October 8, 2003

Mak ing  Sce n e  s

by Andrew Stern · , 11:15 am

I just moved to Boston, and a few days ago happened to walk by Brookline Booksmith, noticing a sign that said Adrienne Eisen will be reading from her new book, called Making Scenes. I thought, huh, Adrienne Eisen, the hypertext writer, has a print book?

I’ve been a fan of Adrienne’s work since her first web-based hyperfiction, Six Sex Scenes, came out about 7 years ago now. We’d had some email discussions in the past — she’s a Petz fan — but we hadn’t met in person, so that was fun.

I’ve always liked the simple but inviting and intriguing way she structures her hypertexts. Perhaps some find her link structures too straightforward, I don’t know, but I find it just complex enough to keep me interested, without making me feel lost or forced to think too hard about where I am in some complex network. As hypertext goes, her work is very readable. Also I very much like the writing and content of her stories, reminding me of one my favorite authors, Mary Gaitskill (I wonder if she gets that comparison a lot).

At the reading I asked her, why a print book? Her answer was basically, why not? The book is a sort of experiment of going from hypertext to linear. She said it was difficult, like how it was difficult for her in grad school to be forced to write linearly when she wanted to write hypertext. She really likes how hypertext allows the reader to access pages in the way we tend to remember things — often in no particular set sequence.

From what I can tell, the material for the book is mostly repurposed from her hypertexts, with some new material as well. Actually it kind of looks like a sample path through her hypertexts — one particular way a reader could have experienced the text in its original form. Nothing wrong with that, I suppose.

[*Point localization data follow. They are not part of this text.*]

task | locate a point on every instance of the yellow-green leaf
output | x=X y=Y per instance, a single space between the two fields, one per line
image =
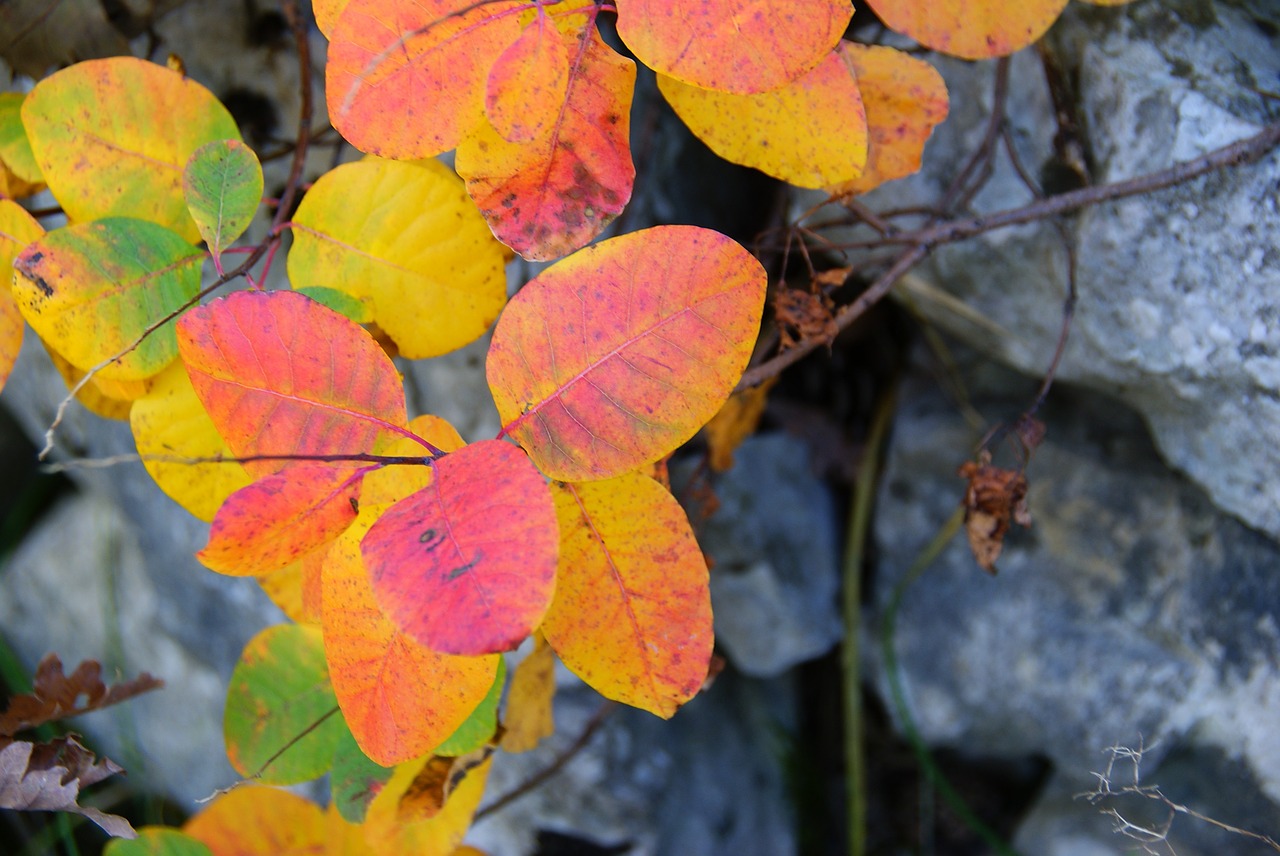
x=112 y=138
x=406 y=238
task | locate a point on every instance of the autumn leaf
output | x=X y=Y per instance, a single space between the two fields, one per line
x=556 y=192
x=255 y=820
x=732 y=45
x=613 y=357
x=810 y=132
x=406 y=238
x=970 y=28
x=279 y=518
x=528 y=718
x=58 y=696
x=17 y=230
x=48 y=777
x=113 y=136
x=282 y=722
x=170 y=430
x=632 y=612
x=528 y=82
x=905 y=99
x=91 y=289
x=158 y=841
x=398 y=697
x=408 y=81
x=223 y=186
x=467 y=564
x=282 y=375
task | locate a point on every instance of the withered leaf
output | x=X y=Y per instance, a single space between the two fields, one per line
x=58 y=696
x=48 y=777
x=995 y=497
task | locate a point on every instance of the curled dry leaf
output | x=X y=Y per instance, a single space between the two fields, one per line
x=995 y=497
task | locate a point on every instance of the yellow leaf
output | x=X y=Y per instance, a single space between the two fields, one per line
x=810 y=132
x=406 y=238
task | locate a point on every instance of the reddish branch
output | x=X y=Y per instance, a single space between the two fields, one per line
x=920 y=242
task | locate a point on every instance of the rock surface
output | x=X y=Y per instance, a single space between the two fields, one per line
x=1130 y=610
x=1178 y=310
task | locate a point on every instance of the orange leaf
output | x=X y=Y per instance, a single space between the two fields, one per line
x=632 y=610
x=113 y=136
x=617 y=355
x=282 y=517
x=810 y=132
x=467 y=564
x=970 y=28
x=554 y=193
x=905 y=97
x=282 y=375
x=17 y=229
x=732 y=45
x=528 y=82
x=400 y=699
x=529 y=700
x=256 y=820
x=407 y=79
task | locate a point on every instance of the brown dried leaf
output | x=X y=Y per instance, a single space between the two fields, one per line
x=58 y=696
x=803 y=316
x=735 y=421
x=48 y=777
x=995 y=497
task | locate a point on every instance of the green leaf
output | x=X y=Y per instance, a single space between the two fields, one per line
x=282 y=715
x=223 y=187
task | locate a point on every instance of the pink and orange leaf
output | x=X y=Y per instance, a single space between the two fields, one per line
x=616 y=356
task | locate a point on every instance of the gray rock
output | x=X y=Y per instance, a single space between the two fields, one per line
x=776 y=562
x=1179 y=292
x=1132 y=609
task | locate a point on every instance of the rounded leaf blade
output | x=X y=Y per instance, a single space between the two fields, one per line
x=616 y=356
x=467 y=564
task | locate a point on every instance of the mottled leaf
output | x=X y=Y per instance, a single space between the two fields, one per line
x=223 y=187
x=282 y=722
x=91 y=289
x=467 y=564
x=406 y=238
x=170 y=430
x=113 y=136
x=613 y=357
x=17 y=230
x=254 y=820
x=905 y=97
x=407 y=81
x=554 y=193
x=282 y=375
x=810 y=132
x=632 y=610
x=282 y=517
x=481 y=724
x=528 y=82
x=970 y=28
x=398 y=697
x=158 y=841
x=732 y=45
x=528 y=718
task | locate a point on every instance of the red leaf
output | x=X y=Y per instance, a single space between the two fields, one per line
x=282 y=375
x=467 y=566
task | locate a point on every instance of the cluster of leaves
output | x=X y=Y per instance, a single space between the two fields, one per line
x=408 y=559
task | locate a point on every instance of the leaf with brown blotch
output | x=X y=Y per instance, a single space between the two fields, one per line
x=993 y=498
x=616 y=356
x=48 y=777
x=467 y=564
x=58 y=696
x=529 y=700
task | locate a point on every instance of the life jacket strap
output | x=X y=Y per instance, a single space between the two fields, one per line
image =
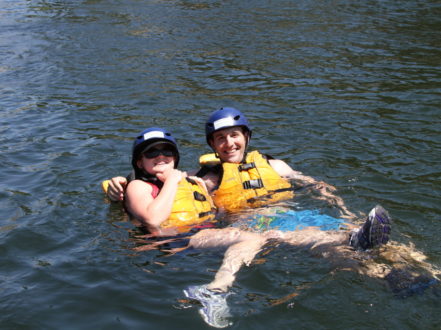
x=253 y=184
x=204 y=214
x=247 y=166
x=199 y=197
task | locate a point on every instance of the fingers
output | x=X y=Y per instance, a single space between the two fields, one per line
x=116 y=188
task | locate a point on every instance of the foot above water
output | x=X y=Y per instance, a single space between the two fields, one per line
x=214 y=311
x=374 y=232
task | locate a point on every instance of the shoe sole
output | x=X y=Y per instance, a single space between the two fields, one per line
x=380 y=226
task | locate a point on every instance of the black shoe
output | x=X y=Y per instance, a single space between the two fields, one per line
x=374 y=232
x=404 y=284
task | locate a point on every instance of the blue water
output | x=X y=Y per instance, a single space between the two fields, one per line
x=347 y=92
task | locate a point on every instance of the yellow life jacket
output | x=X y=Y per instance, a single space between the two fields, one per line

One Response to “Mak ing  Sce n e  s”


  1. nick Says:

    I just read Making Scenes. It’s sort of like The Stranger with a female Jewish volleyball player as the main character and narrator. It certainly is funnier than Camus, but the absence of emotion seems almost complete (sample paragraph: “I befriend her.”), which may make it easier to read the texts in different ways with similar effect.

    I wonder about the idea of a book as a “sample path” through a hypertext. Does that make the book a demo for the hypertext? As Scott may know from my comments about the Unknown excerpts in his thesis, I don’t see the repurposing thing as always working well. I can’t locate why exactly it is – the different context? the difference between the codex machine and the CRT or flat panel? the actual formal differences in where I am invited to flip to? my different postures when reading? – but I feel like the fiction I’ve read in both forms hasn’t ever worked both as (computer) hypertext and in print. Perhaps Douglas Cooper’s Delirium, which was serial and not particularly compex in its hypertextual when published on Pathfinder, if I remember correctly, worked the best in both of these incarnations.

    I would say that Stephanie Strickland has done some of the best “repurposing” jobs with “The Ballad of Sand and Harry Soot” and in her re-use of lines in her recent book and on V: Vniverse, done with Cynthia Lawson. Perhaps poetry is more apt to be expressed in print and online – neither of these being native forms for the poem, which finds its true medium in the human voice. Or perhaps I’m just waxing poetical.